Marchés publics - Le prix, un critère suffisant d'attribution d'un marché ?
Dans le cadre d'un contentieux opposant une collectivité et une société sur les critères de choix des offres en vue de l'attribution d'un marché public de travaux, le commissaire du gouvernement, Nicolas Boulouis, a apporté des éclaircissements sur l'article 53 du Code des marchés publics, dans l'attente de la prochaine décision du Conseil d'Etat.
Le commissaire du gouvernement a procédé à un comparatif entre l'article 53 du Code des marchés et l'article 53 de la directive 2004/18/CE, afin de juger de la compatibilité entre droit interne et droit communautaire.

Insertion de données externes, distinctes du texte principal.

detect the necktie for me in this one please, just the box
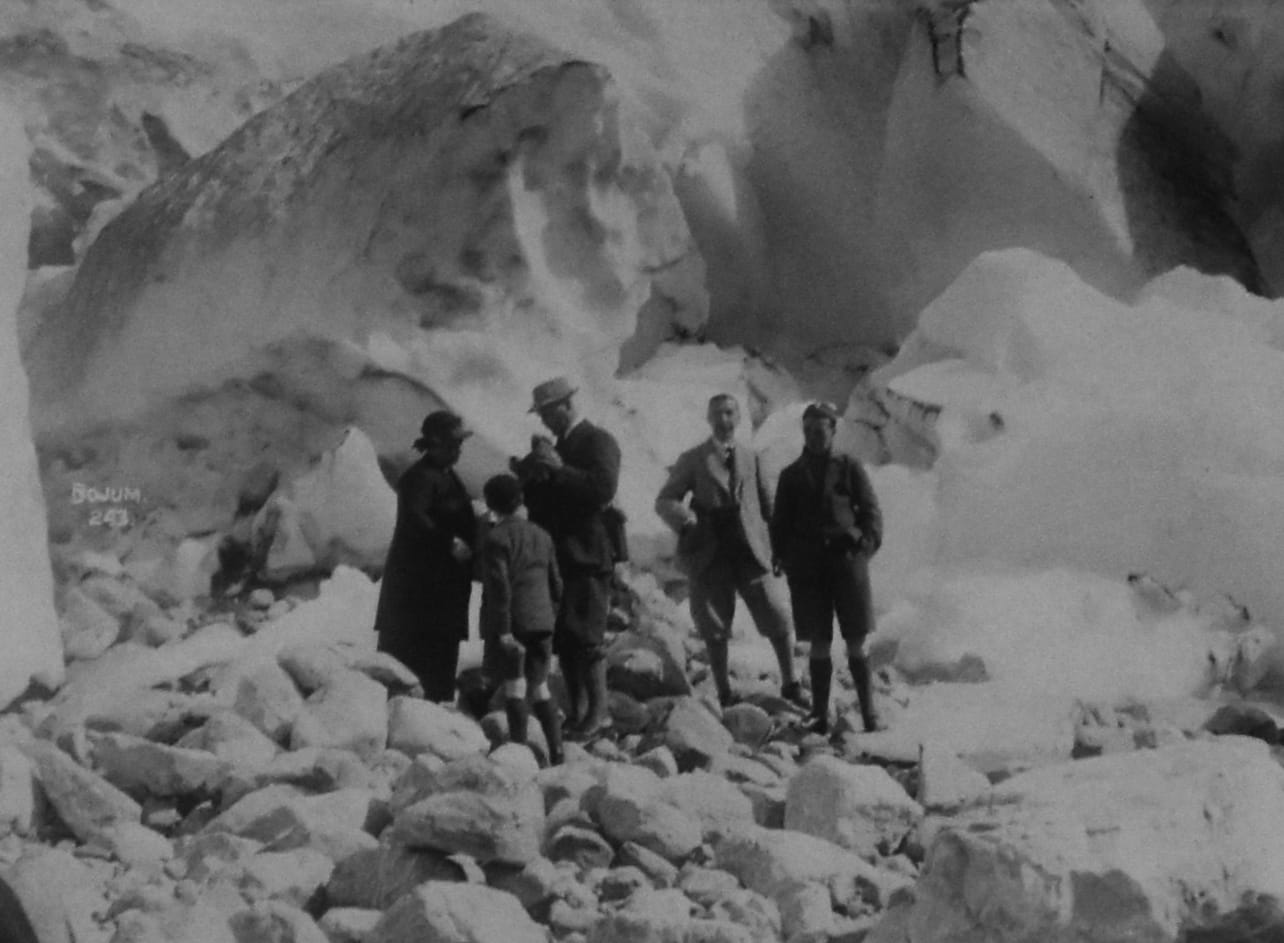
[725,446,738,498]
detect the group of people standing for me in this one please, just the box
[373,377,885,768]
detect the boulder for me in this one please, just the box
[658,772,755,844]
[173,832,264,884]
[24,739,141,844]
[240,848,334,909]
[1,855,73,943]
[367,881,547,943]
[204,785,379,861]
[870,737,1284,943]
[229,902,330,943]
[584,764,702,862]
[223,658,307,744]
[0,746,38,836]
[384,697,491,761]
[391,754,544,866]
[111,901,238,943]
[174,710,280,769]
[326,842,460,910]
[714,825,911,939]
[59,586,121,661]
[915,742,991,811]
[636,746,679,779]
[585,888,695,943]
[547,824,615,871]
[659,698,734,772]
[607,632,692,701]
[289,672,388,758]
[618,841,679,889]
[91,732,232,800]
[784,755,924,859]
[720,704,773,750]
[318,908,382,943]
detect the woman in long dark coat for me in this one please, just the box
[374,410,477,702]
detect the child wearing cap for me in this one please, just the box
[479,473,565,764]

L'article 53 de la directive 2004/18/CE dispose que "les critères (...) pour attribuer les marchés publics sont soit, lorsque l'attribution se fait à l'offre économiquement la plus avantageuse, divers critères liés à l'objet du marché tels que la qualité, le prix, la valeur technique (...), soit uniquement le prix le plus bas". L'article 53 du nouveau Code, dans la mesure où il propose ce même choix au pouvoir adjudicateur, est bien conforme à la directive.
Toutefois, un décalage apparaît entre le droit interne et le droit communautaire.
Ainsi, en droit communautaire, la notion de choix de l'offre économiquement la plus avantageuse est réservée à l'hypothèse d'un choix multicritères. A l'inverse, l'article 53 du Code permet de considérer que le critère exclusif du prix permet dans certains cas de choisir l'offre économiquement la plus avantageuse.
L'objet du marché doit justifier les critères de choix des offres
Le commissaire du gouvernement précise, à la lumière d'une jurisprudence de la Cour de justice des Communautés européennes (CJCE, 7 octobre 2004, aff. C- 247/02, Sintesi Spa c/ Autorita per la Vigilanza sui Lavori Pubblici), que la directive "s'oppose à une réglementation qui en vue de l'attribution de marchés publics de travaux impose de manière abstraite et générale aux pouvoirs adjudicateurs de recourir au seul critère du prix le plus bas". La Cour de justice avait conclu que l'ouvrage à réaliser étant complexe, le "pouvoir adjudicateur aurait pu utilement tenir compte de cette complexité en choisissant des critères d'attribution du marché objectifs (...)".
En l'espèce, le marché, qui comprenait la construction d'un carrefour giratoire et d'un bassin d'assainissement, revêtait bien un caractère complexe.
Au regard de la jurisprudence, le prix ne pouvait donc à lui seul constituer un critère de sélection des offres. Le pouvoir adjudicateur aurait dû recourir à d'autres critères tels que la qualité, la valeur technique, le caractère esthétique.
Le prix, bien que représentant le critère possible d'attribution d'un marché, ne peut être choisi que s'il est justifié par l'objet du marché (CE, 25 juillet 2001, n° 229666, commune de Gravelines : le critère choisi doit être en "rapport avec l'objet du marché").
L'Apasp
Référence : conclusions du commissaire du gouvernement, Nicolas Boulouis, n° 298584 du 21 mars 2007, département de l'Isère.